Experimental Procedure (according to fib Bulletin 34)

• Chloride Profiling: Chloride concentration at multiple depths was measured using core samples with known exposure durations (19 years-old and 26 years-old).
• Diffusion Coefficient Calculation: The diffusion coefficient was derived from chloride concentration gradients.
  • $D_{e f f(t)}=D_{e f f\left(t_0\right)} *\left(\frac{t}{t_0}\right)^{-m}$
  • $D_{e f f\left(t_0\right)}$ :initial diffusion coefficient (derived from chloride concentration test data).
  • $t_0$ : reference time.
  • $m$ : was empirically determined by analyzing the time-dependent reduction of the effective chloride diffusion coefficient $\left(D_{e f f}\right)$.
    • $m=\frac{\Delta \log t}{\Delta \log D_{e f f}}$ .
• Predictive Modeling: Based on experimental diffusion coefficients and cover depth data, the service life was estimated using Fick’s Second Law of Diffusion
  • $C(x, t)=C_S\left(1-\operatorname{erf}\left(\frac{x}{2 \sqrt{D_{e f f}(t)} \cdot t}\right)\right)$
    • $C(x,t)$: chloride concentration at depth x and time t.
    • $C_S$: surface chloride concentration.
    • erf: error function.
    • $D_{e f f\left(t_0\right)}$ : effective chloride diffusion coefficient at time t.
    • $x$: depth in concrete.

Results and Discussion:

• Predicted Service Life in 2014 at Characteristic Cover Depth (51 mm): 164 years.
• Predicted Service Life in 2021 at Characteristic Cover Depth (51 mm): 187 years.

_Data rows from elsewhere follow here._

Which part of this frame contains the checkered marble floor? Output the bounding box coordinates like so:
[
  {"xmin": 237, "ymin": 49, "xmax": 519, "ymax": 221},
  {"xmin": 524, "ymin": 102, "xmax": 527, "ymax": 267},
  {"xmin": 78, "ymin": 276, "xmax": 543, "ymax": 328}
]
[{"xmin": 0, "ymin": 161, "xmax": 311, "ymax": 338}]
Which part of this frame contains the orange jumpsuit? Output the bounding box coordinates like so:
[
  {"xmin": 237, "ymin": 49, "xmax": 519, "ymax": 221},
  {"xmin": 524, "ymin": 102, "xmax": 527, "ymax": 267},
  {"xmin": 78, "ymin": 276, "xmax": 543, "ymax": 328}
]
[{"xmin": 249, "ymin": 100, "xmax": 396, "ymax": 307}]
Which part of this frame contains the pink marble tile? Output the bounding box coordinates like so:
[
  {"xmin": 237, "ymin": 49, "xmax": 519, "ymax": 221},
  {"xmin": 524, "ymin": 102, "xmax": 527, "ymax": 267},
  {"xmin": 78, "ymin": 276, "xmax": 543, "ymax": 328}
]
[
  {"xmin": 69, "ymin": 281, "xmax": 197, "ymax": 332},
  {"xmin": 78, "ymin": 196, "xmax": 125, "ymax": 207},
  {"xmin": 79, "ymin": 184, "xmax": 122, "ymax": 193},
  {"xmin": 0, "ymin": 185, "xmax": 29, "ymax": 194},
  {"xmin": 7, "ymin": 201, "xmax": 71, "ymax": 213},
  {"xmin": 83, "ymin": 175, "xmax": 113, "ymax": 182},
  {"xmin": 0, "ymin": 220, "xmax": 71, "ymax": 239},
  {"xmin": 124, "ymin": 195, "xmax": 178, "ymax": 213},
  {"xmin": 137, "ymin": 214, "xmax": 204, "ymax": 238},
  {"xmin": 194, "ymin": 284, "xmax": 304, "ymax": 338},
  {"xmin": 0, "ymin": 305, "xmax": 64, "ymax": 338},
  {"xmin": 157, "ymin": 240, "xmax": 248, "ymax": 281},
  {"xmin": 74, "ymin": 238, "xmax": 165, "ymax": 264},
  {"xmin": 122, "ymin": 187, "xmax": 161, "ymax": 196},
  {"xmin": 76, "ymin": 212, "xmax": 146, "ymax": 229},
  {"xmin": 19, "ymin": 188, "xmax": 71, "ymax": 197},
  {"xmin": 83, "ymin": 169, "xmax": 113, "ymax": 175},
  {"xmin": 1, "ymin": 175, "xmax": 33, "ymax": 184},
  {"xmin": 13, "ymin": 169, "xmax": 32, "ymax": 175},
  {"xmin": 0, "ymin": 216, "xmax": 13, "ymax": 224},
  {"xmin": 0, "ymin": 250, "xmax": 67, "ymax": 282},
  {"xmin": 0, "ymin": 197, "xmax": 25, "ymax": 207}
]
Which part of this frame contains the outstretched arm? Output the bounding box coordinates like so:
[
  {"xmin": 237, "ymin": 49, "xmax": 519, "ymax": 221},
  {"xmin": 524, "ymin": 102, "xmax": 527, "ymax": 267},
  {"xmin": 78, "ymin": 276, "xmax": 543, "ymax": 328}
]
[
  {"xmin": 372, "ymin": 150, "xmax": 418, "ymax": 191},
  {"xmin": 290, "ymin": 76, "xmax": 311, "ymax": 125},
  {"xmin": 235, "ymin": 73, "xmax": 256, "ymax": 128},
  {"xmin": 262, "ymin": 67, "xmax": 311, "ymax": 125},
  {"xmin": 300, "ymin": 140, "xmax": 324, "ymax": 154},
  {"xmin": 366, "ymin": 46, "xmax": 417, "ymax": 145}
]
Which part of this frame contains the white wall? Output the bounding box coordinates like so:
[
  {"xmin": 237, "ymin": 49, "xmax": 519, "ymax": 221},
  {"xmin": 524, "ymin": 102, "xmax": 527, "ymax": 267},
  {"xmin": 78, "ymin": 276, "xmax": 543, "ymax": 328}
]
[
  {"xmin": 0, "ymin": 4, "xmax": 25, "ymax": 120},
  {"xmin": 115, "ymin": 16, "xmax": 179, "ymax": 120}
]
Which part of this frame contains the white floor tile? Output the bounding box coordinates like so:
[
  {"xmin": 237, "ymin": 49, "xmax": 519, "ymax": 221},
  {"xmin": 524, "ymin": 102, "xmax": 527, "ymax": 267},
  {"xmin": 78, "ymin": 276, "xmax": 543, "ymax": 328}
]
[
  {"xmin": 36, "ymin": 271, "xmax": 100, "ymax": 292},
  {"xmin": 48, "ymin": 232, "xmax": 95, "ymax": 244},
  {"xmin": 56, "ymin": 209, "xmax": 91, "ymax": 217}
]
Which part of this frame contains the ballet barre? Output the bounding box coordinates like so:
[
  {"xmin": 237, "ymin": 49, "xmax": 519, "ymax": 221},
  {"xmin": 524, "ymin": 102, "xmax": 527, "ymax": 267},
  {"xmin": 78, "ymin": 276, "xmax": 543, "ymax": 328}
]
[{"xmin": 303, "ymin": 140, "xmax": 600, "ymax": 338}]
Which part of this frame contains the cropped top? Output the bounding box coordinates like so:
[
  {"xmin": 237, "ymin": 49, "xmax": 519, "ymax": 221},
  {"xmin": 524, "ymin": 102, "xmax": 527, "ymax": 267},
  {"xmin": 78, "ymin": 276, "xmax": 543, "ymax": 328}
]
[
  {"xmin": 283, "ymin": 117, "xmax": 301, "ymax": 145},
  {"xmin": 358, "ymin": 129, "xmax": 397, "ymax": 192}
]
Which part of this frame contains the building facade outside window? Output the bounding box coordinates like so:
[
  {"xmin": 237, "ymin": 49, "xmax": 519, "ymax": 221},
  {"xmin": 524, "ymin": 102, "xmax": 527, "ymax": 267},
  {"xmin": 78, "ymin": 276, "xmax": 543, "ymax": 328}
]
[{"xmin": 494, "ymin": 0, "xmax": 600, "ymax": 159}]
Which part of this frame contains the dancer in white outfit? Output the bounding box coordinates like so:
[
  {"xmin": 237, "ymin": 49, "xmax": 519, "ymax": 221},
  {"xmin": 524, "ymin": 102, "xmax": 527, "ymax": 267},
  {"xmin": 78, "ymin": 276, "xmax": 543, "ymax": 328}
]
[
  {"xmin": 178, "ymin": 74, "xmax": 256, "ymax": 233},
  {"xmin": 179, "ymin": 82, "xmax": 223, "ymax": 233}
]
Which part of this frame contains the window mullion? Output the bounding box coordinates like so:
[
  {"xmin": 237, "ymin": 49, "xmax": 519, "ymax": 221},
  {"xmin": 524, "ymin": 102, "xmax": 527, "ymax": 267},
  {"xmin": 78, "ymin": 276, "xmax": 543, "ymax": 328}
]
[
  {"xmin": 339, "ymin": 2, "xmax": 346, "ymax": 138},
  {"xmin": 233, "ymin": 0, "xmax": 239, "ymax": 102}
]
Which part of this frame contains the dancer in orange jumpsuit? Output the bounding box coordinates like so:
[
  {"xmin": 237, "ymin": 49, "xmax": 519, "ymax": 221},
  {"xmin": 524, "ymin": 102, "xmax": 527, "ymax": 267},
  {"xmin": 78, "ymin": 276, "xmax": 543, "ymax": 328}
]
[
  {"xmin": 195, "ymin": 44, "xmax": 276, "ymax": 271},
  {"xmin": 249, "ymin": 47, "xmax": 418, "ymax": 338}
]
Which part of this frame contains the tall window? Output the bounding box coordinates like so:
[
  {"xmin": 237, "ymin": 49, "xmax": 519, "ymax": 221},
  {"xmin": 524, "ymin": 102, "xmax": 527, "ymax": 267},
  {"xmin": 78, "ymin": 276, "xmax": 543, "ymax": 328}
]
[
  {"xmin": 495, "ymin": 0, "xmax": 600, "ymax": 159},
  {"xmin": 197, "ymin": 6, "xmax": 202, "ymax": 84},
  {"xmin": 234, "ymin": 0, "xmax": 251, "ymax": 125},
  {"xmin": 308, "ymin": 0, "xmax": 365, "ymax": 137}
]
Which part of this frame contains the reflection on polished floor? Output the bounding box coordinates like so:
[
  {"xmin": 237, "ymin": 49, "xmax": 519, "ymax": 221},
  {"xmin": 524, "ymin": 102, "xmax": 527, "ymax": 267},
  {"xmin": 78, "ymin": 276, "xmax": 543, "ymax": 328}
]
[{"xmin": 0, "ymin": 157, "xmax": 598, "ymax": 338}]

These results confirm that Xypex-treated concrete decreases the chloride diffusion coefficient over time, supporting its long-term durability and extended service life.

Conclusion

The 2014 vs. 2021 service life analysis validates the ability of Xypex-treated concrete to improve its chloride resistance properties over time. The decrease of the diffusion coefficient over time reinforces the efficacy of the Xypex Crystalline Technology in extending service life and mitigating corrosion risk.